Correcting misassemblies

Consider a scaffold for which role aligns to 1 place on the reference genome and an side by side role aligns to another identify. This could be due to an evolutionary rearrangement or to misassembly. To allow for both possibilities, we first define a window around the juncture in the scaffold, so apply a consistency check algorithm (run across Materials and methods for details) localized to the window itself (Effigy 1c). If this check fails, we break the scaffold. The thought is that nosotros do not want to run the consistency check algorithm on the whole assembly, since the regions at low coverage would yield a very large number of faux positives.

Smoothing the assembly

Once the operations just described - that utilise the reference genome - take been run, a serial of de novo assembly operations can exist carried out, without using the reference genome. These operations move reads to meliorate homes within the assembly, join contigs when possible, break contigs where needed, and so forth.

Results

Validation of the assisted assembly algorithm

We tested the performance and accurateness of our assisted associates algorithms against the 7.6× loftier quality draft assembly of C. familiaris [3]. To do that, we start randomly selected whole plates from the original data set up to twofold coverage on high-quality bases (Q20, per-base error rate = 1%). With this two× data set we performed a de novo assembly followed by an assisted assembly against the human genome (build 36), which has an average departure from domestic dog of 0.35 substitutions per site.

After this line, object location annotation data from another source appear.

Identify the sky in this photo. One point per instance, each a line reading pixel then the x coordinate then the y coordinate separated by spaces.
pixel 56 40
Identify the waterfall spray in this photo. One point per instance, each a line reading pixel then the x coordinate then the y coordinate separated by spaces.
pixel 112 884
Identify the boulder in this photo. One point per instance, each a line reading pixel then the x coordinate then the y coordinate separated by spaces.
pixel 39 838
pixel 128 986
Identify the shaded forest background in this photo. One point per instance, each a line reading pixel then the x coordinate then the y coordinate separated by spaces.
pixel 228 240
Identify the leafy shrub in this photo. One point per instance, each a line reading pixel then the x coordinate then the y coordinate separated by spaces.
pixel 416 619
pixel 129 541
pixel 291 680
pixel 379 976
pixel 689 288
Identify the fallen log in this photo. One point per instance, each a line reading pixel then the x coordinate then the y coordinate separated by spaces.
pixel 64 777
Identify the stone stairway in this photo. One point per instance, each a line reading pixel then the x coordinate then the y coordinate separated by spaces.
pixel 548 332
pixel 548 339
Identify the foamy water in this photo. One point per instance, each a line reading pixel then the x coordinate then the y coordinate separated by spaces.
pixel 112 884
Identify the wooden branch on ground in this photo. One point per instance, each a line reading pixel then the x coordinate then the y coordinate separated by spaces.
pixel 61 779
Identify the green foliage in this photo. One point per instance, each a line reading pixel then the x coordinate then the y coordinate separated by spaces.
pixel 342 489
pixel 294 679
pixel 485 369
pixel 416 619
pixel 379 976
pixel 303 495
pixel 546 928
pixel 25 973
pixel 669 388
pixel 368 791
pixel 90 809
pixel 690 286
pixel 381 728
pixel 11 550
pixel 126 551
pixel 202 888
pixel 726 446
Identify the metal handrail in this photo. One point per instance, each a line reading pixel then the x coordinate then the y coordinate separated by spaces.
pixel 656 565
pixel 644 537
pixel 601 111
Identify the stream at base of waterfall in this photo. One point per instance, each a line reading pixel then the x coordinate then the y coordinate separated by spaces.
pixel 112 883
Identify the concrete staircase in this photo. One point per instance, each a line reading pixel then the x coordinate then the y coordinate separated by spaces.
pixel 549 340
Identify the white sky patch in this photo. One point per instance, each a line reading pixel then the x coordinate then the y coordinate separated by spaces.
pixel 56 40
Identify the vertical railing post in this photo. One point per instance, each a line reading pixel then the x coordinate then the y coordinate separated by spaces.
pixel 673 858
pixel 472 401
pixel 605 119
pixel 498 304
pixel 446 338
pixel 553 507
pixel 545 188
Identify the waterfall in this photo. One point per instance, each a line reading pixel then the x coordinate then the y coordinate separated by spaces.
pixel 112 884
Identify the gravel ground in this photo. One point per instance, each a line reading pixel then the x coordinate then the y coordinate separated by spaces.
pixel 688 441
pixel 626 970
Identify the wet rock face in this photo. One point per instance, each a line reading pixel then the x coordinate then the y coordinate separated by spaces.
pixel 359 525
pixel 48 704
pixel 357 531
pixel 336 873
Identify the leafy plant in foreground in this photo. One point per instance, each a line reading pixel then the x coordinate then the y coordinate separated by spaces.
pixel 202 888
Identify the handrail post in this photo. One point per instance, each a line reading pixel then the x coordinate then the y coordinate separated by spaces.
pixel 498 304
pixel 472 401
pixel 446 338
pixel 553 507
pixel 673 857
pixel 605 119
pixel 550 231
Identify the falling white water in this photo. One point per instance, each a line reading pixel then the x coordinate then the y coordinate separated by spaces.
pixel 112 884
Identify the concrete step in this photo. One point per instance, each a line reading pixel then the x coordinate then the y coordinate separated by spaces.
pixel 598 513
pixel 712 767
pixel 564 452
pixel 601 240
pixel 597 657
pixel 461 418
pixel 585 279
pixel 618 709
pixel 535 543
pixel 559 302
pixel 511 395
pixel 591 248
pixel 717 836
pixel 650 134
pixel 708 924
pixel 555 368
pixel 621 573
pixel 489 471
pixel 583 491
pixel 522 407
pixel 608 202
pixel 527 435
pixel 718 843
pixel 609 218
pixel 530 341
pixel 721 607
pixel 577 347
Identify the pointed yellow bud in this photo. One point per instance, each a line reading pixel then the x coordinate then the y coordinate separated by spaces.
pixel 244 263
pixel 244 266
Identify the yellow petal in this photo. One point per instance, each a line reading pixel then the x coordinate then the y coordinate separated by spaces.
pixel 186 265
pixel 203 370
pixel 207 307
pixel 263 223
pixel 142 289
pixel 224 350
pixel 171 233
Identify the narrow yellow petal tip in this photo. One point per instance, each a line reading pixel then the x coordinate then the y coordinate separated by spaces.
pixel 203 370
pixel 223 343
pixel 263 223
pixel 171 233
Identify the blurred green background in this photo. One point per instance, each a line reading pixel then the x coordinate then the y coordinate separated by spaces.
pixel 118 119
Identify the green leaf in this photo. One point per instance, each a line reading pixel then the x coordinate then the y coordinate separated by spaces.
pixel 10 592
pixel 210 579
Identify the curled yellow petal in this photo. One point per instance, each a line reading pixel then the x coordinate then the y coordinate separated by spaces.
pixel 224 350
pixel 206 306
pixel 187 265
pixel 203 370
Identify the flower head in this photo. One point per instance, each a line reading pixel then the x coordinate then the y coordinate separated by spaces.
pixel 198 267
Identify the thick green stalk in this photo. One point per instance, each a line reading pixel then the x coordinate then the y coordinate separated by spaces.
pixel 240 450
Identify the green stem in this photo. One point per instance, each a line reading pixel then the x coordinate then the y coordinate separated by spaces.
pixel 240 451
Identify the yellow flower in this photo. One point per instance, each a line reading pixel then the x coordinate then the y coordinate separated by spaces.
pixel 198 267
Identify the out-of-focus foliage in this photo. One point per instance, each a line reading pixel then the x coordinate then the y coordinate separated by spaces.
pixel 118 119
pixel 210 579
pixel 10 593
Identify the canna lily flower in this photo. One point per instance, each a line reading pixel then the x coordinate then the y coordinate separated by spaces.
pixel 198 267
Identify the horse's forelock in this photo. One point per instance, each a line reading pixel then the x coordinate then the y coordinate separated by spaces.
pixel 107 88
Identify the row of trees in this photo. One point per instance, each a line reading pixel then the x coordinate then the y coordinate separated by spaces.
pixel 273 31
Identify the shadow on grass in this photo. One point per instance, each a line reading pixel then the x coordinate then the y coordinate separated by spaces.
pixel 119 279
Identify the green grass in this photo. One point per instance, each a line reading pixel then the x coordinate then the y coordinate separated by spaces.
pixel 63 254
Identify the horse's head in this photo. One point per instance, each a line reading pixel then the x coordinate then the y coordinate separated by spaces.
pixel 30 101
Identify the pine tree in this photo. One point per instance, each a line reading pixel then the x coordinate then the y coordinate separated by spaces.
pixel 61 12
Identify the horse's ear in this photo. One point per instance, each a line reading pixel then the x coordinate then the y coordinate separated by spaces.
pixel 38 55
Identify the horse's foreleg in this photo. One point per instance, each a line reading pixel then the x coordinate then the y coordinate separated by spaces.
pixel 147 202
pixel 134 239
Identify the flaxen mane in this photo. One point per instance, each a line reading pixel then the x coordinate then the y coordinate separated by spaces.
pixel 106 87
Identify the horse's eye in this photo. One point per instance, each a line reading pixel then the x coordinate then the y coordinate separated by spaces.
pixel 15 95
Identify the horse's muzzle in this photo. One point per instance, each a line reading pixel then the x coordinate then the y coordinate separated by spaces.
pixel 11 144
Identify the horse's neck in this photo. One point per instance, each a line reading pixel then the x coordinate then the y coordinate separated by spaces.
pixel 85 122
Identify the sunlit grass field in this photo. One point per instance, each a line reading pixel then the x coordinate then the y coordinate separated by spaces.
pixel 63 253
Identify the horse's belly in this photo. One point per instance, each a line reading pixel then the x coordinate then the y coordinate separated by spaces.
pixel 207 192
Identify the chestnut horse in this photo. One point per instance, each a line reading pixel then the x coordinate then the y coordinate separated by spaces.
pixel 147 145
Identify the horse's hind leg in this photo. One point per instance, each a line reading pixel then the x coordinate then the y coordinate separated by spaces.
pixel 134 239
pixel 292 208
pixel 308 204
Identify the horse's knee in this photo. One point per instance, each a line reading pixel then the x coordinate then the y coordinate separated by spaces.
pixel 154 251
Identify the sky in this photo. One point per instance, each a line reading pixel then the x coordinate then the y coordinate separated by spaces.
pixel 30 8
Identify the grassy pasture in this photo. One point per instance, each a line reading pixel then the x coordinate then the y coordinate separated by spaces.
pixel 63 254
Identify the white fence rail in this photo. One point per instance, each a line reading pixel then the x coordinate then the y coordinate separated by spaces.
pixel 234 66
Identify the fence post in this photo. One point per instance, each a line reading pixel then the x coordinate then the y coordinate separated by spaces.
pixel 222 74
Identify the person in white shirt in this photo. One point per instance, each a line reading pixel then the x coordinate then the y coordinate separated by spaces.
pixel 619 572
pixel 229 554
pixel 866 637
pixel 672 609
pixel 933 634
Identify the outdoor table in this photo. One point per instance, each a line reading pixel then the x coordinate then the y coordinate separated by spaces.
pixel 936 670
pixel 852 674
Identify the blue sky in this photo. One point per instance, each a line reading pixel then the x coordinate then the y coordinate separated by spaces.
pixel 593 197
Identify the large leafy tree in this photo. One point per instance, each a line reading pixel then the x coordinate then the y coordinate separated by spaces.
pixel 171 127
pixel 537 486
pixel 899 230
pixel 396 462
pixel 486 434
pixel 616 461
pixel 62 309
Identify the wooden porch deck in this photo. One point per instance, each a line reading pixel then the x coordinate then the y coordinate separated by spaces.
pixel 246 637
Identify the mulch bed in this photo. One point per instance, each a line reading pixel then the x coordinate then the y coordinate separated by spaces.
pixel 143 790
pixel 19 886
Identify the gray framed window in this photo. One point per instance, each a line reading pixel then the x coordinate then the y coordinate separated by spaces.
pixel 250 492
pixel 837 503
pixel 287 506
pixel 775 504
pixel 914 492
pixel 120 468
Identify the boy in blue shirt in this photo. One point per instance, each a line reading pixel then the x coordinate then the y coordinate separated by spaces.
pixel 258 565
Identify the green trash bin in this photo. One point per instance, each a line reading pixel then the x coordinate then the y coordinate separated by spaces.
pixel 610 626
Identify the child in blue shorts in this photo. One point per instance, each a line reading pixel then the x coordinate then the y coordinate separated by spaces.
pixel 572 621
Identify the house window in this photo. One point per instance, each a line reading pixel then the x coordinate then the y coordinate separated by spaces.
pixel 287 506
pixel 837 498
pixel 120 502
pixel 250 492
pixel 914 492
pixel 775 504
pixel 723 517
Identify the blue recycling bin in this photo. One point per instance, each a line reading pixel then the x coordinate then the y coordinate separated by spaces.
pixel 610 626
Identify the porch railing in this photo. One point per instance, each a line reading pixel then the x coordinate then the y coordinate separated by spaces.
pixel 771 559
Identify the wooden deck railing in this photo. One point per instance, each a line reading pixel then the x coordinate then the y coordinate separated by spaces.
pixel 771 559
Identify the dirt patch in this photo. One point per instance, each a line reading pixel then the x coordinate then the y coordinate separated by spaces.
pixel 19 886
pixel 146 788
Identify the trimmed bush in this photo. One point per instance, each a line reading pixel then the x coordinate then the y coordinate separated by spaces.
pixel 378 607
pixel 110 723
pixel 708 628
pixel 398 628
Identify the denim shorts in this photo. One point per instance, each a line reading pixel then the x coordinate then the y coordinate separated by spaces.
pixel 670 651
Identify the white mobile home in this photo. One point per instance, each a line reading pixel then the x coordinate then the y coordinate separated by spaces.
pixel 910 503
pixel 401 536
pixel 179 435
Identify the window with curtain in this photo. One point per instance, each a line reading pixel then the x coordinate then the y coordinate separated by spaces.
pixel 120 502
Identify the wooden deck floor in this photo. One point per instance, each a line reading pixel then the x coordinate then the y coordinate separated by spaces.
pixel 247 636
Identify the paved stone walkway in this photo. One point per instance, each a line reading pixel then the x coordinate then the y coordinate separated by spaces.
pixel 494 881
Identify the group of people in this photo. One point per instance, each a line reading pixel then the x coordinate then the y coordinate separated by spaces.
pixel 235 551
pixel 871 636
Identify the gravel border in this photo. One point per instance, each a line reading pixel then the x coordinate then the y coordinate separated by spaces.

The assisted assembly had a 7% net increase in reads assembled, an 8% comeback of full contig length, and an virtually threefold improvement of scaffold length (Table ane).

Table i

Comparison between initial, assisted, and theoretical ii× canine assemblies

	Canis familiaris - 2× assembly

	Initial draft	Assisted	Theoretical
Bases assembled (%)	81.0	86.5	94.i
Total contig length (Mb)	i,697	i,823	1,969
N50 contig (kb)	2.five	2.8	3.3
N50 scaffold gapped (kb)	18.6	53.1	4,039.7
N50 scaffold ungapped (kb)	10.iii	36.eight	3,519.ane

In parallel, we generated a 'theoretical 2× assembly' by taking as input the high quality draft associates and removing all the reads that were not present in the randomly selected set used to generate the canine 2× assembly. This represents a theoretical upper limit assembly - that is, the ideal best possible assembly for the 2× data fix. Comparison of the real and theoretical 2× assemblies shows that the assisted assembly greatly improves the initial de novo assembly in terms of genomic content: full contig length in the initial assembly is 1.70 Gb, which improves to 1.82 Gb after assist, versus 1.97 Gb of full contig length in the theoretical assembly. Assisted assembly likewise dramatically improves the N50 (length-weighted median) scaffold length (from 18.half dozen kb to 53.ane kb), simply does non reach the theoretical limit (iv.0 Mb). The large discrepancy betwixt assisted and theoretical scaffold length is largely due to the fact that 'holes' in the assembly - that is, regions that were not recovered by the assisting algorithm - greatly increased fragmentation at the scaffolding level.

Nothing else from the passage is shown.